In our society, in our western culture, which lives under the "either/or" dichotomy of good or evil, healthy/unhealthy, ordered/disordered, good/bad, we are expected to stand on the side of good and continuously redefine ourselves and resubstantiate ourselves as being on the side of good so that we know that we are good. How do we do this? By declaring what is different as "other." Muslims, Osama Bin Laden, felons, criminals, children with mental health disorders, all of these are "not like us"; they are "other". We objectify "not us" as the opposite of "us" within this either/or framework. And then we have permission to do anything we want to them, because they threaten our understanding of ourselves, when they proclaim their humanity or get angry with us and violent against us, who are good. "If only they could be more like us ... "

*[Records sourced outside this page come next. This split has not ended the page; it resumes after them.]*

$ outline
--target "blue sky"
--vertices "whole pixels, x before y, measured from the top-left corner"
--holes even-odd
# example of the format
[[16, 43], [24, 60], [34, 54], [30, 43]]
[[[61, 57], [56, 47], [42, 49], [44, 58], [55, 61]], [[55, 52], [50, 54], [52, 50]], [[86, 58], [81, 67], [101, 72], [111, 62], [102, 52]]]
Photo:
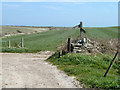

Why can't children with mental health problems or "dis"orders be the definers of an "and/as well", an inclusive framework? — offering potentials for all of us to better understand our humanity as multifacted, tenuous, uncertain, vast -- and maybe dependent on our interdependence, of all of us on each other?

Maybe kids who are parentless and help-less and hope-less choose violent behaviors as a way of screaming for help? Maybe that is all that they know, and it is up to us to assist them in learning other "non-violent" alternatives for action and responding to stimulus that is bothersome? Maybe fundamentalist religious leaders are angry at American disregard for their own self-determination and feel that we are not listening to them so they must act out of desperation. Bin Laden did not come out of nothing, he is a response. Somehow this seems related to the way that America criminalizes our African Americans and poorer classes, immigrants — and troubled children. We criminalize and demonize them. We fail to offer the humanizing action but rather choose one that seeks to maintain power over others and to not give up our own identity as oppressor. Look at all the men in Washington, just like the men who run the Locked-Down facility: they are the most privileged people in the world and are afraid of losing that power.

Is anyone else feeling overwhelmed by all of this as I am?